Hurricane Irene Aftermath
September 13, 2011 Facebook TwitterMore...

BRIDGING THE GAPS:  DOT Highway 12 update

While Highway 12 remains closed through Pea Island National Wildlife Refuge on Hatteras because of  damage caused by Hurricane Irene last month, the North Carolina Department of Transportation continues to make progress to fix the breaches and areas of overwash on the road to improve and reopen the highway.
Since efforts began to fill breached areas on Monday, Sept. 5, crews have moved 1,500 truckloads of sand from Avon to Rodanthe and Pea Island.
Over the weekend on Rodanthe, crews removed broken asphalt from road washouts and backfilled them with sand. Sand stockpiles were established at the south end of the Pea Island breach, called New New Inlet by many.

Crews continued grading and stockpiling sand at the sand pit site in Avon, while also performing clean up and maintenance on equipment that was damaged due to the saltwater from the waves from Hurricane Katia, which passed offshore last week.
At the temporary bridge location on Pea Island, crews continued installing sheet pile at the north end.
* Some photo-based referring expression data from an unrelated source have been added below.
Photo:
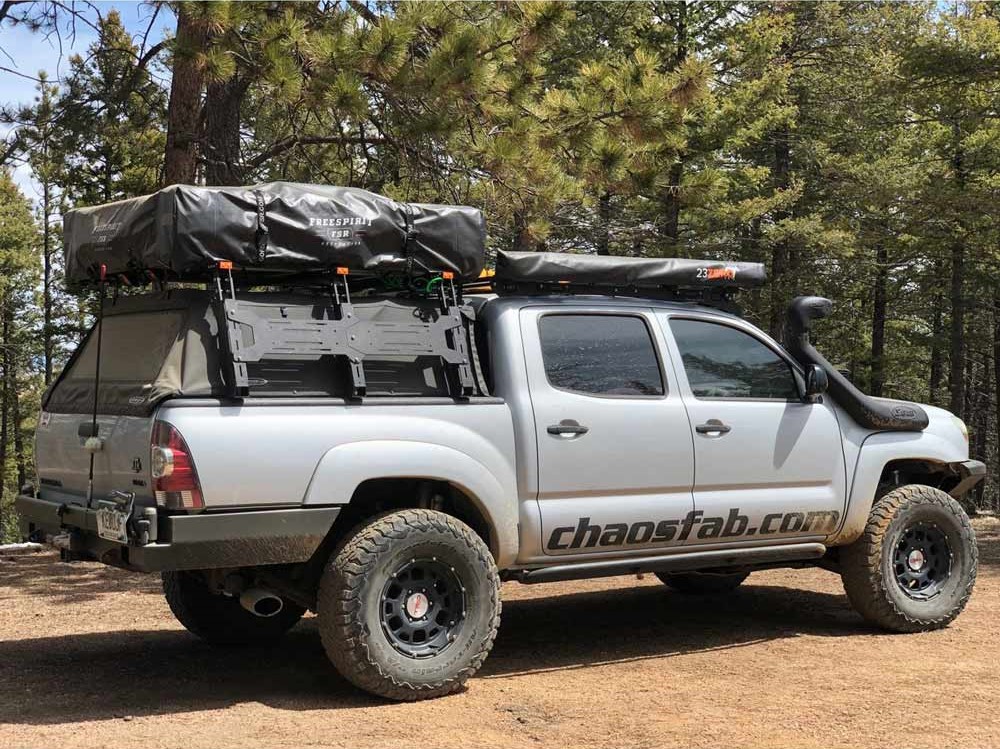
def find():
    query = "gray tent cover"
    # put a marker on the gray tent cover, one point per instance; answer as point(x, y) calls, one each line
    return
point(596, 270)
point(269, 231)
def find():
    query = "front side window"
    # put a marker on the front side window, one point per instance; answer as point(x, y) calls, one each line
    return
point(723, 362)
point(600, 355)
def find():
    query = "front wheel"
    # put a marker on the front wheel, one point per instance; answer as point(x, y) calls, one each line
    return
point(914, 567)
point(409, 606)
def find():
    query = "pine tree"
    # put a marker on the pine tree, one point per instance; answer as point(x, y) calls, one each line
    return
point(111, 121)
point(18, 273)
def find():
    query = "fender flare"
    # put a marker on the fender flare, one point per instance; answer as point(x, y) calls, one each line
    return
point(877, 451)
point(343, 468)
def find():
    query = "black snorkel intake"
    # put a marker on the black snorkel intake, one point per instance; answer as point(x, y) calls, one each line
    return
point(872, 413)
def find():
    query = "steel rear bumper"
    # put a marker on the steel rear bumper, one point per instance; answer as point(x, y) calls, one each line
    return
point(208, 540)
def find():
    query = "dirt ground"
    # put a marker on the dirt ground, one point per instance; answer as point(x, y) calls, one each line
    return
point(90, 656)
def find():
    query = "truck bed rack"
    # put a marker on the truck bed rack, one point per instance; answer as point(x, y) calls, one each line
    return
point(245, 336)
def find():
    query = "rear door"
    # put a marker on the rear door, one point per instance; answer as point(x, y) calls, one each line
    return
point(615, 457)
point(768, 465)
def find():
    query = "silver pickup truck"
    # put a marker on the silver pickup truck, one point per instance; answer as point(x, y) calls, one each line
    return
point(610, 435)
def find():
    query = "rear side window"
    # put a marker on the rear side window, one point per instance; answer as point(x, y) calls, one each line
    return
point(600, 355)
point(723, 362)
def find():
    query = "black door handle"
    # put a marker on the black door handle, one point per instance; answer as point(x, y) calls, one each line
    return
point(567, 429)
point(713, 426)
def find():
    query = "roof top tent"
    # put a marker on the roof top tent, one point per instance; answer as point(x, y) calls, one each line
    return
point(286, 236)
point(333, 242)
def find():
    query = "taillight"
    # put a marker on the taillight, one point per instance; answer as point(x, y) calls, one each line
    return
point(175, 479)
The sheet pile is used to protect the end of the bridge and the roadway as it connects to the bridge.

The pile template for the interior piles was completed, installed and inspected. Five truckloads of the temporary bridge were delivered, along with two loads of H-shaped piling (support pilings for the end of the bridge), two pile-driving hammers, small work barges, and a tug boat. 

Crews continue to pre-assemble and sort temporary bridge components. Surveying for the bridge and grading for the roadway as it approaches the bridge continue.
Temporary Bridge Facts:

• Piling: 11 piles driven out of 82 total piles.
• Sheet Piling Bulkhead: 178 linear feet out of 1,096 total linear feet.
NCDOT estimates that the roadway could be fully reopened sometime in early October depending on weather conditions between now and then.